Николай Николаевич Страхов:
Никогда не было заметно в нем никакого огорчения или ожесточения от перенесенных им страданий, и никогда ни тени желания играть роль страдальца. Он был безусловно чист от всякого дурного чувства по отношению к власти; авторитет, который он старался поддержать и увеличить, был только литературный; авторитет же пострадавшего человека никогда не выступал, кроме тех случаев, когда во имя его нужно было требовать свободы мысли и слова, доказывать, что его мысли о правительстве никто не имеет права считать потворством или угодливостью. Федор Михайлович вел себя так, как будто в прошлом у него ничего особенного не было, не выставлял себя ни разочарованным, ни сохраняющим рану в душе, а, напротив, глядел весело и бодро, когда позволяло здоровье. Помню, как одна дама, в первый раз попавшая на редакционные вечера Михаила Михайловича (кажется, они были по воскресеньям), с большим вниманием вглядывалась в Федора Михайловича и наконец сказала: «Смотрю на вас и, кажется, вижу на вашем лице те страдания, какие вы перенесли…» Ему были видимо досадны эти слова. «Какие страдания!..» — воскликнул он и принялся шутить о совершенно посторонних предметах. Помню также, как, готовясь к одному из литературных чтений, бывших тогда в большой моде, он затруднялся, что ему выбрать. «Нужно что-нибудь новенькое, интересное», — говорил он мне. «Из «Мертвого дома»?» — предложил я. «Я уж часто читал, да и не хотелось бы мне. Мне все тогда кажется, как будто я жалуюсь перед публикою, все жалуюсь… Это нехорошо».

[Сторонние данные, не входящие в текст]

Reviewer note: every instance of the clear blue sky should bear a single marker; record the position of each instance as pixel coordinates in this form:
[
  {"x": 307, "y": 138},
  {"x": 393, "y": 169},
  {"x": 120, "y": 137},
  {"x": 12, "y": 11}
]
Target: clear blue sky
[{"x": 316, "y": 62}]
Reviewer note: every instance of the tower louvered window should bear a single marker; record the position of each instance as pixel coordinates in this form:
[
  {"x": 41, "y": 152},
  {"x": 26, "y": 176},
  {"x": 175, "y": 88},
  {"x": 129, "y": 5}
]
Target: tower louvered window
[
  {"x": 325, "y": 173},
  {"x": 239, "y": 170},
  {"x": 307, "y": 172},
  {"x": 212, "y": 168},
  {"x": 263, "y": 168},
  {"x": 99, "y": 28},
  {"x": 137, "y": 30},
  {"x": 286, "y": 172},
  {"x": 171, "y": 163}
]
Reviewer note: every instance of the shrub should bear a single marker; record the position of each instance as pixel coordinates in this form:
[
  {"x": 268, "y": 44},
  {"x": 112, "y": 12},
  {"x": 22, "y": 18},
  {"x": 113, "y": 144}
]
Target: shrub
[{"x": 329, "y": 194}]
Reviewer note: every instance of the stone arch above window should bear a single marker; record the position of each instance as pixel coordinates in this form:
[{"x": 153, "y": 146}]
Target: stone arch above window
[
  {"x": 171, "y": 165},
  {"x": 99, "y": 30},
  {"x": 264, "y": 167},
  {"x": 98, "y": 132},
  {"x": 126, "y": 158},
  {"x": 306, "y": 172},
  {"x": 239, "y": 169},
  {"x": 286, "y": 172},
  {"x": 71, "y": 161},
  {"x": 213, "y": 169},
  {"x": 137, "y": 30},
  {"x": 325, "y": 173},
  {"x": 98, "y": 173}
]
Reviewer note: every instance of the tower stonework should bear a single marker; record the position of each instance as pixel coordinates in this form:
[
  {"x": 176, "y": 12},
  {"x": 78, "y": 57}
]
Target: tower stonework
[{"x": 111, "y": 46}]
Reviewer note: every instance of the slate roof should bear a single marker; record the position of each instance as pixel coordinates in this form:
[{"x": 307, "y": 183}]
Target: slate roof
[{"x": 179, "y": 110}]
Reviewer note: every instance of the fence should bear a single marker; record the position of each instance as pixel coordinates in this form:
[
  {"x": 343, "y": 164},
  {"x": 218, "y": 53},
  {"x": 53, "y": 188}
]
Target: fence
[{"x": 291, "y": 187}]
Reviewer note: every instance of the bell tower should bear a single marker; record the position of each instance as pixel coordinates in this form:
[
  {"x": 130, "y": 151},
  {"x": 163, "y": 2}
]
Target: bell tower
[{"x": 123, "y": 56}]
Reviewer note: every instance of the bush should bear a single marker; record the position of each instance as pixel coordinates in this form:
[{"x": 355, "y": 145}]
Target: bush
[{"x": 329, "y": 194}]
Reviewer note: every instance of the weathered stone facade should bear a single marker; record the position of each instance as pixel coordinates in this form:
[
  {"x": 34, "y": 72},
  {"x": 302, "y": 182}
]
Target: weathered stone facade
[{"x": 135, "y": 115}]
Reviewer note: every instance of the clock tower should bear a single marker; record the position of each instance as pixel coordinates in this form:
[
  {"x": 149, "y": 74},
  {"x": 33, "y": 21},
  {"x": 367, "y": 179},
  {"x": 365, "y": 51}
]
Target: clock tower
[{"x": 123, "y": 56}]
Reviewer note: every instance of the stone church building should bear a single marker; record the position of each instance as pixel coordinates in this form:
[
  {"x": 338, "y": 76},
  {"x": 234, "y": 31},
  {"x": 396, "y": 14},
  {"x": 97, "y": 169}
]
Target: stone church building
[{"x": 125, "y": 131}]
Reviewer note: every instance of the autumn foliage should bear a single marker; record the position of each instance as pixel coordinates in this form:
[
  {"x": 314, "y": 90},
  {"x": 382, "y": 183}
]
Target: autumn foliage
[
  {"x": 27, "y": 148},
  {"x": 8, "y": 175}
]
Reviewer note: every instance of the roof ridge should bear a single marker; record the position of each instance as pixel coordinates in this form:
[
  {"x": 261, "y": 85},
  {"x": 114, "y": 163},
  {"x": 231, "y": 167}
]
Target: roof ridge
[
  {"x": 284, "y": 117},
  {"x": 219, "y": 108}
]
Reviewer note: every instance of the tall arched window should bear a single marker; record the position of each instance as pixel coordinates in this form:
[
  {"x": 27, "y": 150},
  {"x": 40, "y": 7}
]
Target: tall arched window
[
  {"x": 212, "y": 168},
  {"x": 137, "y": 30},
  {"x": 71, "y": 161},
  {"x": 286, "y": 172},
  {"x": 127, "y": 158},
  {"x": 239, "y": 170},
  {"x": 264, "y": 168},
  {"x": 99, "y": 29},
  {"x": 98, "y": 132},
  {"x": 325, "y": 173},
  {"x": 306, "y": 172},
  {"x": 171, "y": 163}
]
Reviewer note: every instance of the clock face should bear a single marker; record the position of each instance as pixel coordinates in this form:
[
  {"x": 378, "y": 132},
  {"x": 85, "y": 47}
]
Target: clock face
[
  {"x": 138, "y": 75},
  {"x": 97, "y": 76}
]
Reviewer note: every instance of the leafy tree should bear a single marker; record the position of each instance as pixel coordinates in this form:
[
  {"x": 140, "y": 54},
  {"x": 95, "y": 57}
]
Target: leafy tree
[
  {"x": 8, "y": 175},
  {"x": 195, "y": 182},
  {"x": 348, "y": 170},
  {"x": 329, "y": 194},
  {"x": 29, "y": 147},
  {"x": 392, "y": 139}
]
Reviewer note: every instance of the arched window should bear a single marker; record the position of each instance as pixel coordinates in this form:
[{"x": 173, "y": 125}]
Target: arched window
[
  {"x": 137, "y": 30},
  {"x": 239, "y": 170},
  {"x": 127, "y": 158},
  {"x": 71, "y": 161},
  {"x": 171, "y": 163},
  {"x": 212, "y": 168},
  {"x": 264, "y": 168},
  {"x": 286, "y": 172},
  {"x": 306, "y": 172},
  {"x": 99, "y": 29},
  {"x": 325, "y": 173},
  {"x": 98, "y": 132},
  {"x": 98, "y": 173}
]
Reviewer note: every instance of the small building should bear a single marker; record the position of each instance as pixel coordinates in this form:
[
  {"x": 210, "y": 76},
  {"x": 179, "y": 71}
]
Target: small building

Вообще он не любил обращаться к прошлому, как будто желая вовсе его откинуть, и если пускался вспоминать, то останавливался на чем-нибудь радостном, как будто хвалился им. Вот почему из его разговоров трудно было составить понятие о случаях его прежней жизни.
Мария Николаевна Стоюнина (1846–1940), общественная деятельница, педагог, гимназическая подруга А. Г. Достоевской:
Достоевский сам всегда и везде страдал душевно за всех мучимых, за всех людей, но особенно его терзали страдания детей. Раз он, помню, прочел в газете, как женщина своего ребенка утопила нарочно в помойке. Так Достоевский после ночь или две не спал и все терзался, думая о ребенке и о ней. Он никак не мог выносить страданий детей. И как человек-то оттого он и производил, может быть, сильное впечатление, что был он человек любящий и страдающий, умеющий страдать…
Анна Григорьевна Достоевская:
Из совместной четырнадцатилетней жизни с Федором Михайловичем я вынесла глубокое убеждение, что он был один из целомудреннейших людей. И как мне горько было прочесть, что столь любимый мною писатель И. С. Тургенев считал Федора Михайловича циником и позволил себе назвать его «русским маркизом де Сад».
Александр Егорович Врангель:
Что меня всегда поражало в Достоевском, — это его полнейшее в то время (в 1850-е гг. — Сост.) безразличие к картинам природы — они не трогали, не волновали его. Он весь был поглощен изучением человека, со всеми его достоинствами, слабостями и страстями. Все остальное было для него второстепенным.